Chart = Better Position Trading

Position Trading

What is position trading?

It is a trading approach that aims to profit from the medium to long term trends in the financial markets. Moreover, it is a prolonged swing trading that goes beyond the medium term. A typical position trade can remain in place for a quarter or year. Though it is a type of investments, it does not last more than
a core investing. Note that a typical investment may last for four years or more.

Position Trading Masters

Amongst those masters are the hedge
funds, big financial institutions (banks) and private professional traders.
That group is also subdivided into two:

1/ Technical position traders 

who use advanced technical trading tools such as

a/ Fibonacci,
b/ Elliott wave principle market forecast,
c/ the surge in trading volume,
d/ predictive fractal patterns,
e/ and other proprietary trading systems.

2/ Fundamental traders

Really, a position trader is a fundamental traders. He or she does not primarily rely on technical indicators such as MACD, stochastic, RSI, price patterns or the advanced technical trading tools like the technical position traders.

Instead, fundamental traders use the fundamentals such as the balance sheet, financials, economic news, market sentiment, market indicators, geopolitical factors and the central banks' policies to put in place a resilient position trading strategy.

Position Trading Example One

It is about how to position trade as
a technical trader. Indeed a technical position trader often uses three time frames:
1/ the quarterly chart (for the trading set-up)
2/ three-day chart (for the trading signal)
3/ and the three-hour chart for the trade entry.

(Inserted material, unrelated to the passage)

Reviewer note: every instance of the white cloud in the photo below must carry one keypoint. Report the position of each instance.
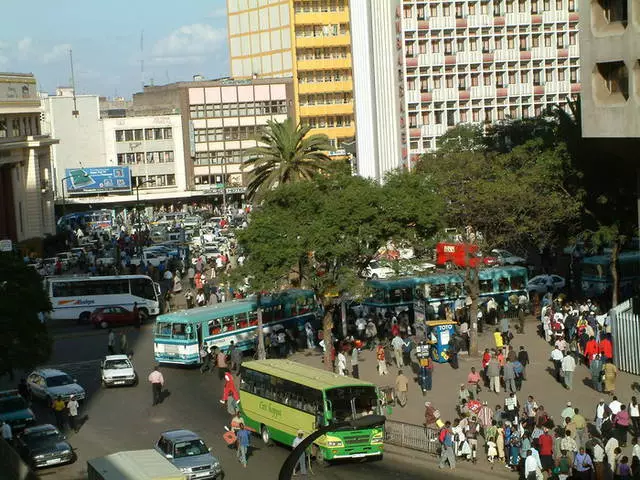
(57, 52)
(189, 43)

Note that others technical traders also use the same method with the following time frames:
Quarterly, weekly and four-hour charts or
quarterly, three-day and four-hour charts.

As a professional position trader, one will validate the quarterly technical trading set-up on the yearly chart before waiting for clear cut trading signals on the weekly chart.

Position Trading Example Two

It is about how to position trade using the fundamentals.
After the bearish financial crisis of 2008, the US Federal Reserve began a never seen before devaluation of the US. Dollar
at the start of 2009 (quantitative easing or low interest monetary policy). Consequently, US wealth managers transferred funds into other favourable parts in the world (Brazil, Switzerland, Japan and China). They also bought commodities (such as gold and silver) and US blue chip stocks.

Moreover,  smart position traders who spotted the bullish money flow in those sector timely took positions
accordingly by

a/ buying commodities,
b/ selling the US Dollar,
c/ and buying US stocks.

Note that those position trades were very profitable as the long term investors also took positions.

What Does It Take To Become A Position Trader?

One does not become a competent position trader by chance alone or by skipping the ultimate basics of a professional position trading requirements such as:

1/ Thorough understanding of how the financial markets work (outflows and inflows of money in the markets).
2/ Thorough understanding of each group of financial market participants.
3/ Hands on grasp of market cycles.
4/ In possession of large sum of money to survive the drawbacks in this messy financial markets.
5/ Ability to recognize overbought or oversold assets before it is too late.
6/ A disciplined solid money management.
7/ A sharp competence in market timing without which one may be right but lose.
8/ The ability to adopt a robust defensive position trading strategy or hedging.
9/ Be humble to accept losses before they grow big.
10/ Being ready to harvest profit in due course without leaving too much money on the table.
11/ Always using a top-down trading method (for technical position trading).
12/ Be able to combine the technical analysis and fundamentals.

13/ Adopting the mindset of the professional position traders and deploying

the tools that they use in the financial markets.